しかしまた,聖書に〈蛇のごとくさとくあれ〉(《マタイによる福音書》10:16)とあるように,蛇は昔から賢い存在とされる。それで古代オリエントや古典古代では占いにつかわれた。たとえば白蛇との出会いは吉で,黒い蛇との出会いは凶とされたり,蛇の夢を見るのは死を示すとされた。ゲルマン神話では人間たちが住んでいる大地ミズガルズをめぐる海に大蛇ミズガルズオルムがすみ,大地をぐるりととりまいて自分のしっぽをかんでいる。海が荒れるのはこの大蛇が激怒して尾で海の水を打つからだとされている。この蛇などは海のシンボルと考えられる。また宇宙樹イグドラシルの根もとに竜ニーズヘグがいてそれをかじっている。これは宇宙の存立を害するもののシンボルであろうか,それとも刻々過ぎゆく時のシンボルであろうか。

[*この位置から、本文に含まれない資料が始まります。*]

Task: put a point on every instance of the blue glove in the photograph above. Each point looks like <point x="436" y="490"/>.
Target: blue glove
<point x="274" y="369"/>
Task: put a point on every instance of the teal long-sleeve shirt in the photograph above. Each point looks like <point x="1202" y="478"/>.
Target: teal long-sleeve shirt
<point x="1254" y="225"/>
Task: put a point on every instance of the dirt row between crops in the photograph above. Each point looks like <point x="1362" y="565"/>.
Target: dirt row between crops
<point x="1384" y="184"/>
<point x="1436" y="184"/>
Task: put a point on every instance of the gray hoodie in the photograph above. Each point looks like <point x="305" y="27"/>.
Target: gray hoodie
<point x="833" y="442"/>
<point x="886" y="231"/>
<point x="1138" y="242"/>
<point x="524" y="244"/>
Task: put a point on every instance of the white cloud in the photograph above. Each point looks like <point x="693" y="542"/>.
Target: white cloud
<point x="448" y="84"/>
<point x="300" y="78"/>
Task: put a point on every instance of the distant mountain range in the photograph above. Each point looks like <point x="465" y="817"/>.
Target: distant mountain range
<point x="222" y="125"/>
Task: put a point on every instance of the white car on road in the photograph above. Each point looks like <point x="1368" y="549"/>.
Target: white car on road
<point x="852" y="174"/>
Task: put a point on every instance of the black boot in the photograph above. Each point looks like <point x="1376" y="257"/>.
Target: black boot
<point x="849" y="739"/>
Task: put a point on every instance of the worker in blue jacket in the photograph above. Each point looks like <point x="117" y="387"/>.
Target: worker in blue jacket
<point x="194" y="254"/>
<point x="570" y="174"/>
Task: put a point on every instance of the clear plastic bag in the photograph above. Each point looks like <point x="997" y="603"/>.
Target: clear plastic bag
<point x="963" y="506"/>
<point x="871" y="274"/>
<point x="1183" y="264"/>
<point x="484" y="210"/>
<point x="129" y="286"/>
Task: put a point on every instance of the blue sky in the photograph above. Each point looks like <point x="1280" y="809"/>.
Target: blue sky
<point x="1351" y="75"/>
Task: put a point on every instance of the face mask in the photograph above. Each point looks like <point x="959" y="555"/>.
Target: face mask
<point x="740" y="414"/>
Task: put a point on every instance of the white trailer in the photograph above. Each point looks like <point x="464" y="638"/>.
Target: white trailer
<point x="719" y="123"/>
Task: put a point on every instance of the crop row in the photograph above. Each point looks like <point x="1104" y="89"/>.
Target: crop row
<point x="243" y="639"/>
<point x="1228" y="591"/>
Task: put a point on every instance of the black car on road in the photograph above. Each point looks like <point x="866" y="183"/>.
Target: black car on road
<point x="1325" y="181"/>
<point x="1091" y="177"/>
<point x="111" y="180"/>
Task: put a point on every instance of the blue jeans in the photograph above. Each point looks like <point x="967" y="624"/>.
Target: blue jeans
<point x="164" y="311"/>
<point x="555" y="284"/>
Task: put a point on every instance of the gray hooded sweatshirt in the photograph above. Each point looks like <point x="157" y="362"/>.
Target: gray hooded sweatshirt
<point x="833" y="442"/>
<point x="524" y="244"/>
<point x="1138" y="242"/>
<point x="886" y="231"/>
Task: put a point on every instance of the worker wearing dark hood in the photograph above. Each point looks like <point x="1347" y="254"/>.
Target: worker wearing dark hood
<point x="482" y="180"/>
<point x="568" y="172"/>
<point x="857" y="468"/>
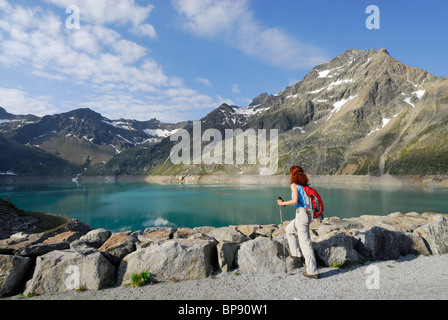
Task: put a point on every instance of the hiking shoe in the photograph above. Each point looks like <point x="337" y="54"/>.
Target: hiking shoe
<point x="312" y="276"/>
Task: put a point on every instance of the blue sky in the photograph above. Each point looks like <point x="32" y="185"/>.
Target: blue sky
<point x="179" y="59"/>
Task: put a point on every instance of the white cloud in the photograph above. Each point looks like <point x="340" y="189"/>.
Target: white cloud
<point x="235" y="88"/>
<point x="117" y="76"/>
<point x="204" y="81"/>
<point x="234" y="21"/>
<point x="19" y="102"/>
<point x="103" y="12"/>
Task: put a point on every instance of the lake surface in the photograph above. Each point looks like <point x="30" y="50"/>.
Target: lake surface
<point x="120" y="207"/>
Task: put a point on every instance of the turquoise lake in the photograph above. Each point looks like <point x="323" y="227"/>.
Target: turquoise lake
<point x="120" y="207"/>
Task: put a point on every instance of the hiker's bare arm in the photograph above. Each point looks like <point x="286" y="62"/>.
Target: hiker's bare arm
<point x="295" y="197"/>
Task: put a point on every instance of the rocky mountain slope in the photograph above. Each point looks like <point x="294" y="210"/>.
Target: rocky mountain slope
<point x="80" y="138"/>
<point x="362" y="113"/>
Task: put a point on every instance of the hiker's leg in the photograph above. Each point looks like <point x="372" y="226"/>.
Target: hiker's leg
<point x="291" y="235"/>
<point x="303" y="232"/>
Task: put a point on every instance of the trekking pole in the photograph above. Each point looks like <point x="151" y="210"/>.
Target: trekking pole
<point x="281" y="223"/>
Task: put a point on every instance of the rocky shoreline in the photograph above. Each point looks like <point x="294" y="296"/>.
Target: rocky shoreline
<point x="353" y="181"/>
<point x="64" y="260"/>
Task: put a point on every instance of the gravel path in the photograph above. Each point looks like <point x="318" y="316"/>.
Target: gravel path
<point x="410" y="277"/>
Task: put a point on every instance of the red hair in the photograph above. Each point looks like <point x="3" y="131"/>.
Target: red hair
<point x="298" y="176"/>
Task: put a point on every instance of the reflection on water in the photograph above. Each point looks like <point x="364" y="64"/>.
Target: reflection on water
<point x="121" y="207"/>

また蛇は死んだ人の魂の化身ともされる。この民間信仰は幸福を呼ぶ家つきの蛇と結びつく。ドイツやスイスでは蛇が家にすみつくことを喜び,食事や牛乳を与えて養う。蛇は人間に危険が迫っていることを知らせたり,ネズミの害や火事や落雷から守ってくれる守り神として人々に大事にされた。このような蛇を殺すと家に不幸が訪れるという。家の守り手ということと関連して蛇あるいは竜(ドラゴン)が宝を守るという信仰もドイツ中世のニーベルンゲン伝説やギリシアのヘスペリデスの園のリンゴの伝説などに見られる。蛇はさらに何度も脱皮して若返ることから再生と不死身のシンボルになっている。このため強い治癒力をもつとされ,ギリシアの医神アスクレピオスは蛇のからまった杖をもつ。同様の杖は,ヘルメスの持物でもあり,カドゥケウスと呼ばれる。なお,蛇の皮は解熱剤になり関節炎にきき,血は肺病,脂肪は強壮によいとされ,肉を食べると鳥のことばがわかるとされた。